Snow gave him one more hard, quick kiss. “I’ll grab my coat.”
###
“This first house is 2,100 square feet and it has four bedrooms and another room that could be an office or a fifth bedroom.” Anna fairly vibrated with excitement from the back seat of Snow’s Lexus. She’d spent most of the drive to their first location leaning over the seat to show her printouts to Jude.
Snow frowned. That many bedrooms in that size of a house meant small rooms. He preferred fewer, bigger rooms. He glanced at Jude, who sent him an amused look. Snow frowned harder when he noticed the dark circles that probably matched his own. They should have waited to do this—should have spent the day catching up on sleep. His gaze ran down Jude’s body, liking the black leather jacket, the form-fitting jeans. Or…they should have spent half a day catching up on sleep. It had been
a long week.
Jude caught his look and narrowed his eyes.
The heat that flared between them still had the power to stun Snow silent.
“It has a pool in the backyard, did I tell you?” Anna leaned over the seat again. The woman obviously didn’t believe in seat belts. “You could have family pool parties.”
Jude groaned. “Mana, the last thing I want is to see is Uncle Rick in a bathing suit.”

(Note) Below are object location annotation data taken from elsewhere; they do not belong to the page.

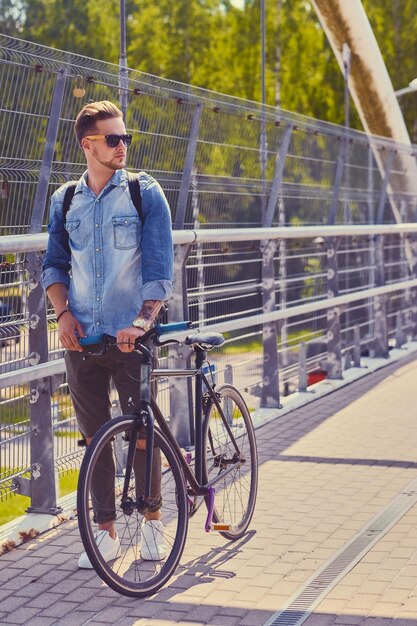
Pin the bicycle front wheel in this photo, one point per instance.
(105, 460)
(230, 455)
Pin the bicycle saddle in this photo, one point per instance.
(205, 340)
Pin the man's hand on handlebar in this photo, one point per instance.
(126, 338)
(69, 330)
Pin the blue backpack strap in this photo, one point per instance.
(134, 189)
(69, 194)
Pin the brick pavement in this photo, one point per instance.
(326, 469)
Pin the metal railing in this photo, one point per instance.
(287, 230)
(40, 439)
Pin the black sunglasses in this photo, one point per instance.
(113, 140)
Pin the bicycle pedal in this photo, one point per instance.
(223, 527)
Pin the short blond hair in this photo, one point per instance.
(92, 112)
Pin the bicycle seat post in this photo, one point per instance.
(200, 357)
(146, 410)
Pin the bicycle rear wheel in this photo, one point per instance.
(229, 439)
(128, 573)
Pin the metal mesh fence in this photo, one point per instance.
(230, 156)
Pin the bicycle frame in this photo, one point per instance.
(194, 480)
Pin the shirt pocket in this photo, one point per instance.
(75, 233)
(126, 232)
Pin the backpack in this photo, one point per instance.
(134, 189)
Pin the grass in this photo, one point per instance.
(16, 505)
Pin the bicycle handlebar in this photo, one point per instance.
(157, 331)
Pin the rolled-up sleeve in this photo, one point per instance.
(157, 249)
(57, 261)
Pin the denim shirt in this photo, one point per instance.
(107, 258)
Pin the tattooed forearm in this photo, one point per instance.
(150, 310)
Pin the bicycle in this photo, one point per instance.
(225, 471)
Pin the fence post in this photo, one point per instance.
(334, 346)
(380, 343)
(302, 368)
(43, 490)
(270, 386)
(181, 404)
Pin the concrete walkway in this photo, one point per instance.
(327, 472)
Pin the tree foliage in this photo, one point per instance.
(216, 44)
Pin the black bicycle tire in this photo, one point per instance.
(140, 589)
(230, 391)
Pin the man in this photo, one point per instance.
(107, 271)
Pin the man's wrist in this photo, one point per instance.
(140, 322)
(66, 310)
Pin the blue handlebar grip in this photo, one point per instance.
(89, 341)
(162, 329)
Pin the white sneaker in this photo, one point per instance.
(108, 548)
(152, 542)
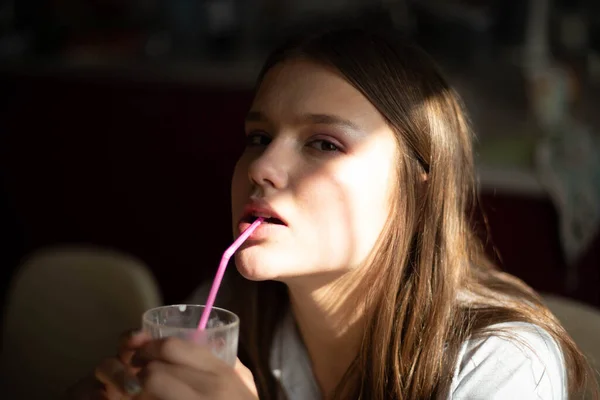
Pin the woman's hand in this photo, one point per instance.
(175, 369)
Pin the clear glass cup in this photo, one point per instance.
(181, 320)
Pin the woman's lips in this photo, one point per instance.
(264, 230)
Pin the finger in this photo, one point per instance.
(180, 352)
(246, 376)
(168, 382)
(117, 378)
(131, 341)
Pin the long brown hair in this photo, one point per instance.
(432, 286)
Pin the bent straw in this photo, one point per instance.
(221, 271)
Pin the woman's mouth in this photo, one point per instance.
(272, 224)
(266, 219)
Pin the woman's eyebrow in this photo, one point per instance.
(326, 119)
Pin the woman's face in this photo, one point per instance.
(321, 161)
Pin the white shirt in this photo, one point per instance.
(528, 365)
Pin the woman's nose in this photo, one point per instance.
(270, 170)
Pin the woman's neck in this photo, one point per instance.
(330, 319)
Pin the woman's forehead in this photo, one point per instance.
(302, 87)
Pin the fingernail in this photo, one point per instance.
(136, 332)
(137, 360)
(132, 386)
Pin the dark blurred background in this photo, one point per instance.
(120, 121)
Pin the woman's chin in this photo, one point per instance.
(251, 269)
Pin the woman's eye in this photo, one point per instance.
(257, 139)
(324, 145)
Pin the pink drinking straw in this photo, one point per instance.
(221, 271)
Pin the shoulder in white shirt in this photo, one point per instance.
(522, 364)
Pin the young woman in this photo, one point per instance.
(367, 280)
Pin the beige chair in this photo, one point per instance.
(65, 310)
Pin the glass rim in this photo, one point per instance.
(228, 326)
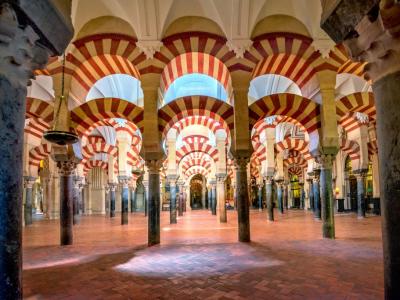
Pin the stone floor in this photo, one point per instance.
(200, 259)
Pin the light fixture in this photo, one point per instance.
(60, 133)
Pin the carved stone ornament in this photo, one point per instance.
(149, 48)
(19, 53)
(239, 46)
(378, 42)
(66, 168)
(240, 163)
(154, 166)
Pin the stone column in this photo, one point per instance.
(75, 202)
(280, 196)
(21, 54)
(66, 169)
(133, 198)
(327, 206)
(112, 186)
(124, 184)
(173, 197)
(268, 193)
(29, 182)
(154, 202)
(242, 198)
(360, 175)
(221, 197)
(214, 197)
(259, 195)
(316, 194)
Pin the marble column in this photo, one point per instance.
(316, 194)
(374, 39)
(214, 197)
(112, 186)
(268, 193)
(242, 198)
(221, 197)
(153, 204)
(124, 184)
(133, 199)
(66, 169)
(173, 198)
(259, 195)
(76, 199)
(279, 187)
(360, 175)
(29, 182)
(327, 206)
(310, 192)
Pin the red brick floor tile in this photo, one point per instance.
(199, 258)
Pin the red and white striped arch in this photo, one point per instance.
(96, 56)
(189, 148)
(199, 42)
(347, 106)
(303, 110)
(195, 139)
(205, 121)
(182, 108)
(94, 112)
(90, 164)
(38, 153)
(295, 170)
(196, 170)
(195, 62)
(296, 144)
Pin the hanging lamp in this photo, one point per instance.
(60, 133)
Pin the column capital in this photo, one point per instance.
(154, 166)
(325, 160)
(124, 181)
(220, 178)
(66, 167)
(240, 162)
(29, 181)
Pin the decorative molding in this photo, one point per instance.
(149, 48)
(239, 46)
(323, 46)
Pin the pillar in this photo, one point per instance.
(124, 183)
(316, 194)
(173, 197)
(66, 169)
(280, 196)
(29, 182)
(360, 176)
(327, 206)
(268, 193)
(310, 192)
(214, 197)
(112, 199)
(221, 197)
(259, 195)
(153, 205)
(133, 198)
(242, 198)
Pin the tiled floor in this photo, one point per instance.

Snow glanced in the rearview mirror to find her wrinkling her nose.
“You’re right. Maybe a pool isn’t a good idea.”
Snow tightened his hands on the steering wheel as he decided there would be no pool. It wasn’t that he didn’t like Jude’s family, it was just that there were so many of them. Aunts and uncles and cousins and second cousins and long-time friends of the family who were regarded as family. And all of them made up the nosiest bunch of people he’d ever met. Add in that he tried, really tried, to be polite with them and he left the gatherings exhausted. He hadn’t been with Jude that long and there had already been two.
They were all too damned curious about him and just randomly showed up at Anna’s dinners.

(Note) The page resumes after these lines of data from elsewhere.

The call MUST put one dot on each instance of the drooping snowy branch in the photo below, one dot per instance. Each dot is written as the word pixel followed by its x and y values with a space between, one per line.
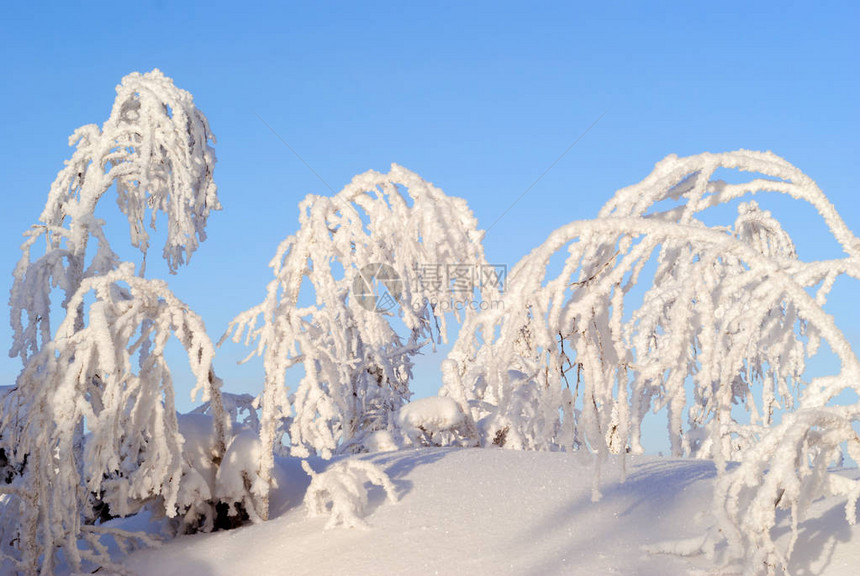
pixel 385 233
pixel 653 309
pixel 155 149
pixel 109 378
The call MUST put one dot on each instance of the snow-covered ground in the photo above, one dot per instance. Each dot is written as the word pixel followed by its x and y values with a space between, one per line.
pixel 493 512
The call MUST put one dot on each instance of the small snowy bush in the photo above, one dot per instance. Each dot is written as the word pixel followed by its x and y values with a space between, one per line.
pixel 341 491
pixel 435 421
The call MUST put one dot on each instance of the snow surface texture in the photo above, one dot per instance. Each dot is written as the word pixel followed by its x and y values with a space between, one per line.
pixel 497 512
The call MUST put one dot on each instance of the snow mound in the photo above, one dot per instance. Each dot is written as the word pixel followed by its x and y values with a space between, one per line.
pixel 498 512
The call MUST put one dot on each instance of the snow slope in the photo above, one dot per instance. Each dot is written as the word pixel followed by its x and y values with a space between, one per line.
pixel 493 512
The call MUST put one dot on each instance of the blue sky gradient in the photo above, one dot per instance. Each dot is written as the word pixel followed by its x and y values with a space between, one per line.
pixel 479 98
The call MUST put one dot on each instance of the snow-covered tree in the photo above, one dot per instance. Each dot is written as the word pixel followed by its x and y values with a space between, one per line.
pixel 155 151
pixel 654 309
pixel 111 378
pixel 90 429
pixel 391 233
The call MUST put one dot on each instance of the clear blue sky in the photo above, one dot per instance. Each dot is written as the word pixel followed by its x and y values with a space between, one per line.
pixel 479 98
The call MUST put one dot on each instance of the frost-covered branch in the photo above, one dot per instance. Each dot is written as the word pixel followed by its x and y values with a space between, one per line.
pixel 109 378
pixel 652 310
pixel 155 150
pixel 341 491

Anna patted his shoulder. “The third place on our route has a sweet, little greenhouse in the backyard.”
Greenhouse? Greenhouse?
They should have made a list of things they both wanted in a place before setting Jude’s mom loose on Cincinnati.

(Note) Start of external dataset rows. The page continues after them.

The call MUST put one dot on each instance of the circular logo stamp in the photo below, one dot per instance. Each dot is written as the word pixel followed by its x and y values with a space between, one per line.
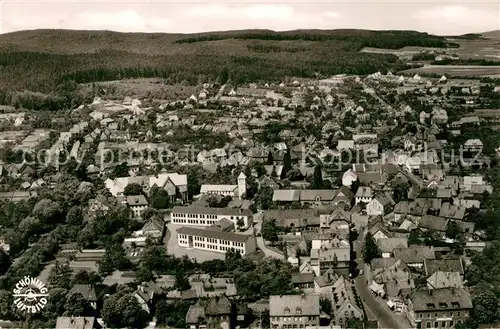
pixel 30 295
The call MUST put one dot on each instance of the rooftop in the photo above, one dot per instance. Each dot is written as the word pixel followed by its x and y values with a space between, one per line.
pixel 214 234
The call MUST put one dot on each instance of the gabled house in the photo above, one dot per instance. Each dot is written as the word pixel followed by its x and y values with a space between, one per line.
pixel 217 312
pixel 145 294
pixel 394 278
pixel 349 177
pixel 137 203
pixel 433 223
pixel 415 256
pixel 440 280
pixel 345 305
pixel 439 308
pixel 381 204
pixel 87 291
pixel 388 245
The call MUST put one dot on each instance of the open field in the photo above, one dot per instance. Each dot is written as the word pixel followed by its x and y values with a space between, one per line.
pixel 487 48
pixel 41 60
pixel 405 52
pixel 145 88
pixel 458 70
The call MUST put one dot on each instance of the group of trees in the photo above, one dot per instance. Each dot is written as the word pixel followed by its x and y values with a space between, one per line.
pixel 264 58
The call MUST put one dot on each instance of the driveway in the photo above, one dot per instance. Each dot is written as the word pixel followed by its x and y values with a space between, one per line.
pixel 376 308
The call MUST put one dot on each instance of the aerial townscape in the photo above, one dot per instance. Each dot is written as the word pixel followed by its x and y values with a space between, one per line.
pixel 360 190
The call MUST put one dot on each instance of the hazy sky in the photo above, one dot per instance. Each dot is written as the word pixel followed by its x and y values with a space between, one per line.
pixel 445 17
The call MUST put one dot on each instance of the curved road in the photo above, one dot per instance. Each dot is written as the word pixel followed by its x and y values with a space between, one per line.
pixel 375 310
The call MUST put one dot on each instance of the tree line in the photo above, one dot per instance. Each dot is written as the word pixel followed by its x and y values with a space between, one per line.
pixel 377 39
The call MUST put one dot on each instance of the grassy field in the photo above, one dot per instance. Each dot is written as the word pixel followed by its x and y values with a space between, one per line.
pixel 41 60
pixel 145 88
pixel 403 53
pixel 458 70
pixel 487 47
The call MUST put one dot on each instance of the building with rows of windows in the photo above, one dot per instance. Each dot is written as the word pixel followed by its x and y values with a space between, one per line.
pixel 206 216
pixel 210 239
pixel 439 308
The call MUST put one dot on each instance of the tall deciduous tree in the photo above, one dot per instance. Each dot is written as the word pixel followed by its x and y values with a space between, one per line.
pixel 133 189
pixel 287 164
pixel 270 159
pixel 485 309
pixel 317 182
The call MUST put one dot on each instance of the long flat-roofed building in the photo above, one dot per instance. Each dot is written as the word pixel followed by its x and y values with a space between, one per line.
pixel 206 216
pixel 215 240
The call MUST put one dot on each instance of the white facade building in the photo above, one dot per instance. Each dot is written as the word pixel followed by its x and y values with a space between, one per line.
pixel 235 191
pixel 205 216
pixel 216 241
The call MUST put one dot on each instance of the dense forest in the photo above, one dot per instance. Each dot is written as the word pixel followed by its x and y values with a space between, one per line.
pixel 241 57
pixel 358 38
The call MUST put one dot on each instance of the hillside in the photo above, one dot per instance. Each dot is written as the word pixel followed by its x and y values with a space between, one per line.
pixel 40 60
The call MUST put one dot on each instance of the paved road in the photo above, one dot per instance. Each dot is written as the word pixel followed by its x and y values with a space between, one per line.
pixel 375 309
pixel 260 241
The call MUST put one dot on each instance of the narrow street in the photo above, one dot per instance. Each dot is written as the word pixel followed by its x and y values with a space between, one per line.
pixel 260 240
pixel 375 308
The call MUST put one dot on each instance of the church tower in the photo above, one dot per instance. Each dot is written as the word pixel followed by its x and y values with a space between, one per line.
pixel 242 185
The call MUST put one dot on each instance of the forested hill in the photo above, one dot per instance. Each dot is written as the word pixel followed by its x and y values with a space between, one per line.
pixel 40 60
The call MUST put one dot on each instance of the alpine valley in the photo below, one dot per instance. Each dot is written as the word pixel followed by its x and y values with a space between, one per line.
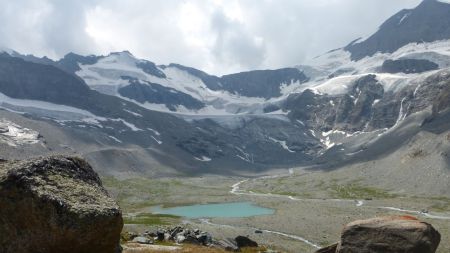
pixel 358 131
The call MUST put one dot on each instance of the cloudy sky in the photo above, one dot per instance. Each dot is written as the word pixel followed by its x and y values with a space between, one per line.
pixel 218 36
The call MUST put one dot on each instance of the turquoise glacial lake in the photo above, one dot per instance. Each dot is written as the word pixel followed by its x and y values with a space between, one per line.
pixel 223 210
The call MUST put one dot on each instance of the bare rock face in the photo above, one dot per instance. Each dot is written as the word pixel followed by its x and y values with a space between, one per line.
pixel 394 234
pixel 56 204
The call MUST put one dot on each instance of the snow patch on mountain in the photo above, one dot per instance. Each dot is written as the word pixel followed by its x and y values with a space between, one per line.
pixel 14 135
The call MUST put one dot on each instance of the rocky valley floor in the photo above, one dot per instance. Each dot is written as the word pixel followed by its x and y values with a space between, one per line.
pixel 311 207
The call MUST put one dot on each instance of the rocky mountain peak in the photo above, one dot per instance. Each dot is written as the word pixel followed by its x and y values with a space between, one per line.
pixel 429 21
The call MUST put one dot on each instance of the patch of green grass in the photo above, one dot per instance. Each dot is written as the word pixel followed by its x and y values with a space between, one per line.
pixel 357 191
pixel 152 219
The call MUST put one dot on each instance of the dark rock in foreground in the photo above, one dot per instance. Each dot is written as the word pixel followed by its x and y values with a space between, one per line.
pixel 393 234
pixel 56 205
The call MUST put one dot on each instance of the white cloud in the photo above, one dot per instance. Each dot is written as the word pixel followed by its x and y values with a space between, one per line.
pixel 218 36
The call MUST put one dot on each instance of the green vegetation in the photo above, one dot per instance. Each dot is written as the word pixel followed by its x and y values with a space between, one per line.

He knew the first place wouldn’t work when he saw the size of the garage, though he didn’t have the heart to say anything because Anna grabbed his hand and didn’t let go as she dragged him from room to room.
Jude’s mother was…confusing. He still didn’t know how to take her. His experiences with mothers hadn’t been great. His mother had loved him, but she’d died when he was so young, the good memories were barely there and fuzzy. He’d been around Lucas’s mother some, but she’d always been tired and frazzled with everything coming out of her mouth containing an irritated undertone—as if she couldn’t believe her children weren’t self-sufficient enough to handle things themselves. She hadn’t been someone he wanted to know. Hell, Lucas hadn’t even spoken to her in twenty years. Anna was different and she’d made it plain she planned to be a part of his life whether he liked it or not.